1-DSC_8601-001 Da qui le successive accuse di essere il mandante dell’omicidio, accusando però, per ovvi motivi di ordine religioso il vescovo regnante nel 1304 e non quello regnante nel 1319. Infatti Matteo I è un domenicano e quindi può essere accusato essendo appartenente ad un Ordine non in sintonia con i francescani mentre Matteo II, che ha lanciato l’interdetto contro Castel della Pieve, è un francescano e quindi non può essere accusato, da qui lo scambio.

Lo scontro tra Castel della Pieve e la Diocesi di Chiusi avviene, quindi, con Matteo II Orsini e non con Matteo I de’ Medici. La confusione, dopo qualche secolo, tra i due Mattei è evidente.
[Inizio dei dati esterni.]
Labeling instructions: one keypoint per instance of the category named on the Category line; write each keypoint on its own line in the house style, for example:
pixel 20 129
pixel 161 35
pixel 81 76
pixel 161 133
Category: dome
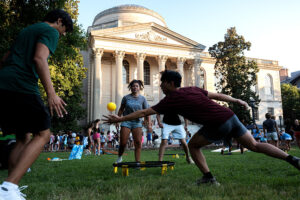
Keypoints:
pixel 125 15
Per portare un esempio lo stesso Fiorenzo Canuti nel 1952 (quindi quasi cinquecentocinquanta anni dopo gli avvenimenti narrati), in una nota alla trascrizione della leggenda scritta dai Serviti scrive il seguente errore:

«“pigliando la strada verso Chiuscio per dirlo al Podestà, al Vescovo (1) …

(1) Era vescovo di Chiusi nel 1304 Matteo Orsini romano, dei Predicatori, traslocato a Chiusi da Imola», infatti, nel 1304 è, invece, Vescovo di Chiusi Matteo I Medici di Orvieto.

In conclusione la storia del Beato Giacomo Villa dimostra chiaramente che i Vescovi di Chiusi nulla hanno a che vedere con la sua morte che tale accusa deriva dalla rivalsa contro chi aveva scomunicato la città di Castel della Pieve e dimostra altresì che egli è vissuto da sant’uomo in un epoca terribile, carica di violenza, e che ha sofferto il martirio per aver cercato il trionfo della giustizia in favore dei poveri.

Finisco riportando un fatto che si può considerare un altro vero e proprio miracolo quello fatto dal Beato Giacomo il 15 Gennaio 2013, durante i suoi festeggiamenti, a Città della Pieve, in cui si sono ritrovati insieme nella chiesetta che porta il suo nome, nonostante il loro acerbo antagonismo, le comunità di Chiusi e di Città della Pieve, la Misericordia di Chiusi e le cinque Misericordie e i tre Terzieri pievesi e quindi credo che da questo fatto straordinario possiamo e dobbiamo ripartire.